Et ça ne sert à rien de savoir que la souffrance est partout, autour de nous, en nous. La souffrance colle à notre peau d'homme. Oui, la souffrance est partout : maladies, torture physique, guerres, attentats, deuils, souffrance morale, chagrins divers, viols, vieillissement, peur de la mort... Nous la trouvons au travail aussi, qu’on songe à l’exploitation de l’homme par l’homme (qui croit encore que ça n’existe plus, en dehors des lecteurs du Figaro ?), à l’esclavage, au travail des enfants, aux camps de travaux forcés, à la prostitution : eh oui, c’est aussi une forme de travail, et parmi les plus douloureuses. Oui, la souffrance est partie intégrante de la vie.
Pourtant nous avons envie de nous rebeller, de mordre, de combattre. L’instinct de vie nous pousse à essayer de maîtriser la souffrance, de la transformer en auxiliaire de vie. Finalement, moi qui la côtoie maintenant, après l’avoir éprouvée autrefois, je peux en parler en qualité de témoin. Mais comme un témoin qui crie dans le désert, comme Jean Baptiste (Mathieu, 3,3, Marc, 1,3, Luc, 3,4, Jean, 1,23) ; je ne sais pas si comme lui, j’aplanirai les sentiers de Dieu, mais crier me fait du bien. Le bébé ne commence-t-il pas par crier, peut-être de douleur, de séparation sûrement, d’inconfort de quitter le nid douillet ?
Notre drame n’est-il pas de nous sentir révolté, mais aussi victime et coupable, devant la douleur ? Crier, ce n’est pas afficher la souffrance, mais l’exprimer seulement. La comprendre peut-être. Pourquoi souffrons-nous ? Pourquoi y a-t-il des seuils si variés de sensibilité à la douleur ? Pourquoi s’accompagne-t-elle d’un tel sentiment d'impuissance ? Comme si le corps devenait notre ennemi ! Que l’homme ait de tous temps cherché des explications d’ordre philosophique, religieux ou moral : punition d'une transgression, châtiment de la nature, moyen de se purifier ou de racheter ses fautes ou celles des autres, ne nous soulage pas tant que ça. Le malheur serait un châtiment mérité ! Quand on lit le livre de Job, on voit pourtant qu’il souffre, mais qu’il est innocent.

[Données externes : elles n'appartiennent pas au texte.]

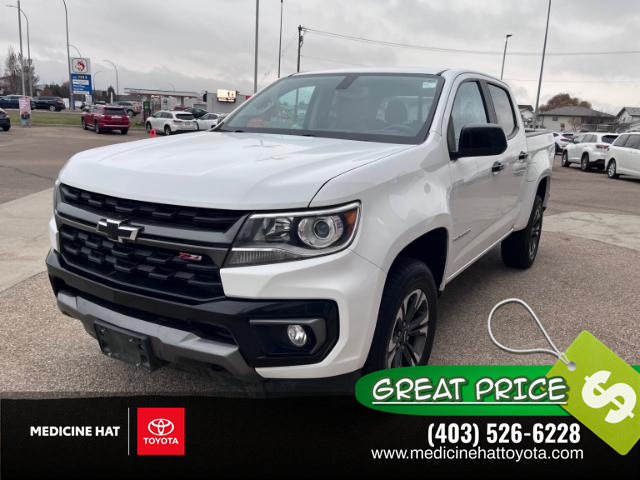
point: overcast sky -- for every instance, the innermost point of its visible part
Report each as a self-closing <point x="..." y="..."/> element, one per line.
<point x="204" y="45"/>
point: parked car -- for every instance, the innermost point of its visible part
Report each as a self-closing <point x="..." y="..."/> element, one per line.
<point x="12" y="101"/>
<point x="170" y="122"/>
<point x="588" y="149"/>
<point x="5" y="121"/>
<point x="53" y="104"/>
<point x="207" y="121"/>
<point x="623" y="156"/>
<point x="282" y="250"/>
<point x="132" y="108"/>
<point x="562" y="139"/>
<point x="101" y="118"/>
<point x="197" y="112"/>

Et je ne crois pas que la souffrance rende meilleur. Elle révolte d’abord, elle engourdit ensuite, elle détruit enfin. Et du fait de notre intelligence, de notre sensibilité, nous nous rendons compte de notre souffrance. Et peut-être même, plus nous sommes sensibles, conscients, aimants, plus nous souffrons aussi de la souffrance de l’autre. Devons-nous émousser notre capacité à nous émouvoir ? Non, il y a là quelque chose qui nous ennoblit, qui nous réalise au-delà de nous-mêmes. Il y a là comme un auxiliaire précieux qui nous éduque aussi, loin de l’égoïsme, vers l’espérance. C’est cette dernière qui nous empêche de perdre le courage et la vie.
Et quand comme moi, on s’est posé dès sa prime jeunesse la question du sens de la vie, quand on s’est pénétré du sentiment tragique de la vie, quand on a décelé la souffrance qui a poussé bien des artistes à créer, on sent bien le lien qui nous pousse à essayer de vaincre l’angoisse née de la souffrance. A lutter contre l’adversité, envers et contre tout, à ne pas se laisser enfermer, pour au contraire se dresser, debout, au-dessus d’elle. A s’épurer, à ouvrir notre cœur, à garder la foi dans la vie malgré tout. A n’accepter pas tout ce qui rabaisse l’homme, la violence, le mal, la volonté de puissance, le culte de la possession. Pour aider l’autre, nous devons réagir sainement, nous réformer, nous dépasser, renaître, ressusciter en quelque sorte en permanence. Finalement apprendre à souffrir, c’est sans doute l’exercice suprême de la liberté, puisque c’est ne plus faire de la souffrance la maîtresse qui paralyse notre vie.
Rien n’est jamais gagné sans doute. Mais nous pouvons devenir supérieur à nous-mêmes. Et en sachant faire face, nous nous révélons autant que nous nous relevons.